Na véspera do amanhã
É sempre assim. Uma azáfama de pensamentos invade a pacatez de um dia.
Sento-me perto da vidraça de um quarto que já foi meu. Resolvi trocá-lo para ficar perto do lado sul, perto da civilização.
Quando quero a paz, volto-me para este quarto, para as árvores, poucas, que entardecem com o esvoaçar de alguns animais alados. Claro que lhes chamamos de pássaros, os pardalitos que até estão a namorar.
Lá estava também o "Sr. Melro" pousado numa antena prisioneira de uma chaminé já sem brancura. Ela ainda continua firme num telhado sempre tão regional.
Ao longe, uma nuvem laranja parece fugir apressada para deitar-se no horizonte. As suas companheiras seguem-na de perto e vão-se vestindo de um tom nocturno.

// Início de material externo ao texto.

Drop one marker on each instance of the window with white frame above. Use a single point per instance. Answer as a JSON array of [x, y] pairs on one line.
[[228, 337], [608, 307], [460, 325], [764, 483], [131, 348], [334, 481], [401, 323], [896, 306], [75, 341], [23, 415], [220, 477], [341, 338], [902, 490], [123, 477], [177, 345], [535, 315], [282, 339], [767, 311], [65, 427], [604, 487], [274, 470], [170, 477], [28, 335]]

Deixei-me ficar à espera da noite nascer... Olhem! Ainda há tempo de duas pombas deixarem um rasto de despedida alegre.
Uma aragem entra pela janela semi-aberta como que a avisar-me que é tempo de recolher aos meus aposentos... é apenas, mais um dia, de uma vida, que se aproxima do terminus. O amanhã fica a uma distância de pouco mais de três horas...
Quando eu virar a página do "Hoje" entro numa página especial. Comemora-se uma data perfeita: fui mãe de uma menina há mais de uma dezena de anos. Ela era muito miudinha mas trazia consigo a vontade de ser feliz, trazia o meu sangue e um olhar tão lindo!...
É impossível não registar esta véspera. Ela nasceu na véspera do dia de Nossa Senhora de Fátima, precisamente quando o Papa João Paulo II visitou esta ilha.
Talvez a minha emoção ao vê-lo através da "caixinha mágica" tenha acelerado o processo... Foi um marco importante na minha vida e oxalá seja na dela também - minha flor de Maio!
Quando se rasgam as entranhas e são expulsas as águas da felicidade nasce um ser... um ser que é fruto do amor.
Amar é isto: olhar pela primeira vez os filhos que nos colocam junto ao nosso rosto e os beijamos. É o primeiro gesto de carinho, o primeiro beijo da flor de Maio: a minha filha!